A confession: I am 32 years old and I watch MTV's popular show "Total Request Live." I don't care for a lot of the music (I'll take Barenaked Ladies or Everclear over N*SYNC and Britney Spears any day) but I am fascinated watching "of-the-moment" superstars made and forgotten overnight. As a child - back in the days pre-MTV - I watched a lot of cartoons. One of them was "Josie and the Pussycats." Most teens today are probably unfamiliar with that show, but it is now the basis for a live-action movie which, quite cleverly, sends up TRL-style pop culture.
The film begins with an insanely funny parody of the Backstreet Boys "I Want It That Way" video. A fictional boy band called DuJour steps off a private plane to be greeted by hysterically screaming female fans. They launch into a song called "Backdoor Lover" (the homoerotic overtones of which are dead on perfect) and dance around in an elaborately choreographed routine. As this mini-show occurs on the airport tarmac, the teen girls go into a hormonal craze. The members of DuJour are played by a real-life posse of actors including Seth Green ("Buffy the Vampire Slayer"), Donald Faison ("Clueless") and Breckin Myer ("Go"), which makes the scene even more hilarious; these guys look like they are relishing the chance to make fun of boy bands.
DuJour is then killed in a plane crash. Left without a band, their manager, Wyatt Frame (Alan Cumming), needs a new group to turn into superstars. By total accident, he stumbles upon the title group - singer/guitarist Josie (Rachael Leigh Cook), bassist Val (Rosario Dawson), and drummer Melody (Tara Reid). Josie and the Pussycats long for a record deal and are only slightly suspicious when Frame signs them without ever hearing a note of music.

Tara Reid, Rachael Leigh Cook, and Rosario Dawson are Josie and the Pussycats |
| |
In reality, Frame is a bad guy in cahoots with an evil record company CEO named Fiona (Parker Posey) to plant subliminal messages into rock music. The messages range from product placement, urging teens to buy certain brands of clothing, to mandates of style ("Heath Ledger is the new Matt Damon!"). Frame and Fiona are, in essence, the arbiters of cool, making sure that mindless teenagers are told what soda to drink, what shoes to wear, and what colors are fashionable. They put these messages, and others ("Josie and the Pussycats are the best band ever!"), into the group's music. Before long, Josie and crew are hot as can be. But the villains want to phase out Val and Melody to make Josie a solo star.

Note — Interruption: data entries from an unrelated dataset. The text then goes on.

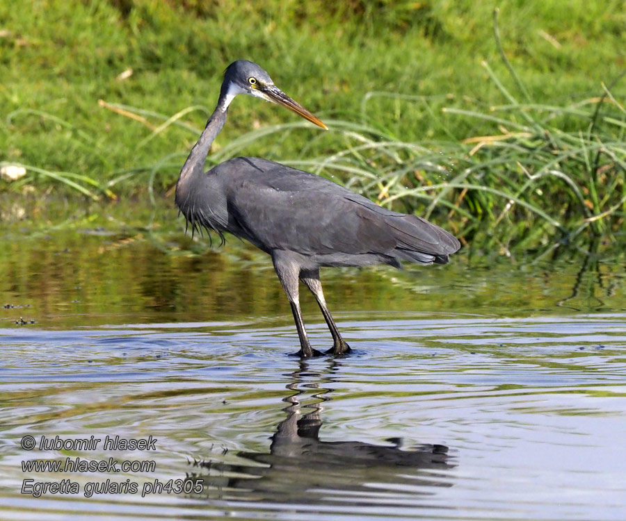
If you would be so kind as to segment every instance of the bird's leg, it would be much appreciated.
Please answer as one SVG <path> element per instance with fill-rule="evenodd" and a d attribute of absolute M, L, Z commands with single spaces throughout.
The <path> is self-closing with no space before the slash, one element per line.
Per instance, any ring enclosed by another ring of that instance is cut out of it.
<path fill-rule="evenodd" d="M 298 330 L 298 336 L 300 338 L 300 351 L 296 353 L 296 356 L 301 358 L 310 356 L 321 356 L 322 353 L 311 347 L 309 342 L 309 337 L 307 336 L 307 330 L 305 329 L 304 321 L 302 320 L 302 312 L 300 310 L 300 295 L 298 288 L 298 275 L 300 268 L 294 263 L 282 258 L 280 255 L 273 254 L 272 260 L 274 263 L 274 269 L 282 288 L 287 293 L 289 304 L 291 305 L 291 312 L 294 313 L 294 320 L 296 321 L 296 329 Z"/>
<path fill-rule="evenodd" d="M 300 278 L 315 297 L 322 315 L 324 315 L 324 320 L 326 321 L 328 329 L 330 330 L 330 334 L 332 336 L 332 347 L 326 352 L 330 354 L 344 354 L 351 351 L 346 340 L 342 338 L 339 329 L 337 329 L 337 324 L 328 311 L 328 306 L 326 306 L 326 301 L 321 289 L 321 281 L 319 280 L 319 270 L 303 270 L 300 272 Z"/>

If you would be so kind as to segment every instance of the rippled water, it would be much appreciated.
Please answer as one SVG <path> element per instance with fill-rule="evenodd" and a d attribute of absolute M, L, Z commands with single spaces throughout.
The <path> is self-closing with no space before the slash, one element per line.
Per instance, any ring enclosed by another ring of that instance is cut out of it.
<path fill-rule="evenodd" d="M 301 361 L 287 356 L 297 336 L 262 258 L 107 240 L 33 245 L 5 265 L 0 517 L 626 518 L 626 297 L 614 260 L 329 271 L 355 352 Z M 314 347 L 329 345 L 312 299 L 304 306 Z M 39 450 L 42 436 L 107 435 L 152 436 L 156 450 Z M 34 450 L 20 447 L 26 436 Z M 22 470 L 67 456 L 155 468 Z M 20 494 L 25 479 L 80 492 L 34 498 Z M 107 479 L 138 491 L 84 497 Z M 201 486 L 142 497 L 155 479 Z"/>

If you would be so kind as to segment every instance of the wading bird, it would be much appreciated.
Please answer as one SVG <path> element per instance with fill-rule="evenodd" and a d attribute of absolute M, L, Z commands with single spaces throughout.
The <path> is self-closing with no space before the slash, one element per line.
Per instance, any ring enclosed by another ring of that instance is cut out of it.
<path fill-rule="evenodd" d="M 211 144 L 239 94 L 282 105 L 326 129 L 256 63 L 234 62 L 224 74 L 217 106 L 180 171 L 176 204 L 192 230 L 216 232 L 223 242 L 227 231 L 271 256 L 300 337 L 296 354 L 321 354 L 307 336 L 298 279 L 312 292 L 330 330 L 333 345 L 326 352 L 346 353 L 350 347 L 324 300 L 320 267 L 382 263 L 399 268 L 400 260 L 445 264 L 459 242 L 420 217 L 387 210 L 328 179 L 266 159 L 235 158 L 204 172 Z"/>

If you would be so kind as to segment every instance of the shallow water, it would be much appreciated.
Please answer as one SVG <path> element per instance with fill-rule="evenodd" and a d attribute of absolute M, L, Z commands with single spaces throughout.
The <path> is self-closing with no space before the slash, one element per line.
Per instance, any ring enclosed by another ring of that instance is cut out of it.
<path fill-rule="evenodd" d="M 287 356 L 288 304 L 246 247 L 177 256 L 63 233 L 3 260 L 3 518 L 626 518 L 621 257 L 328 270 L 354 353 L 307 361 Z M 303 297 L 312 343 L 330 347 Z M 40 450 L 91 436 L 155 450 Z M 22 470 L 67 457 L 154 468 Z M 25 479 L 80 490 L 35 498 Z M 138 491 L 85 497 L 107 479 Z M 142 497 L 156 479 L 199 492 Z"/>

The humor in Josie and the Pussycats is aimed squarely at the TRL audience. For instance, Frame arranges for Val and Melody to go on TRL, where host Carson Daly is preprogrammed to kill them. If you aren't hip to all things MTV, you won't know how funny it is to see the usually genial Daly threatening someone with a bat. Or that the scene is given extra punch by the fact that Tara Reid is his real-life fiancee. (One suspects that they won't show this scene at the wedding reception.) There are many pokes and jabs at other teen pop stars along the way. The more keyed in you are to the phenomenon, the more likely you are to get the jokes.
Above and beyond that, the movie is a wicked satire of pop culture consumerism. The premise is that today's teenagers are automatons, susceptible to the influence of good advertising. And it's true - hype has really become the language of our time. Adolescents in particular seem to drift from one trend to the next, aimlessly following some fad that goes as quickly as it comes. (I wonder where all those teenage girls who vowed to love Hanson forever have gone.) There's a great scene in which the band arrives in a neo-Times Square area of a major city, only to find that there aren't really any buildings - just billboards.
Josie and the Pussycats was written and directed by Deborah Kaplan and Harry Elfont, who made a film I loved a few years ago called Can't Hardly Wait. Although their movies are very commercial, they are also quite smart. This one sends up the seemingly effortless way in which trends explode, even when no one particularly seems to like the item they are all compulsively buying. And, in a delicious piece of irony, this satire comes packaged in a movie that is pitched to the exact audience it is ridiculing.
The performances are functional - nothing to write home about, but then again, they aren't designed to be. The music itself is mixed. One or two songs are catchy, the rest are generic. Of course, that fact only lends itself to the satire. If the soundtrack hits the top ten, it will be a sign that the so-called "corporate synergy" has worked again. Josie and the Pussycats is a lot of fun, a movie filled with laughs and enough ammunition to hit the satiric bullseye more often than not.
(
out of four)
Josie and the Pussycats is rated PG-13 for sensuality and some language. The running time is 1 hour and 38 minutes.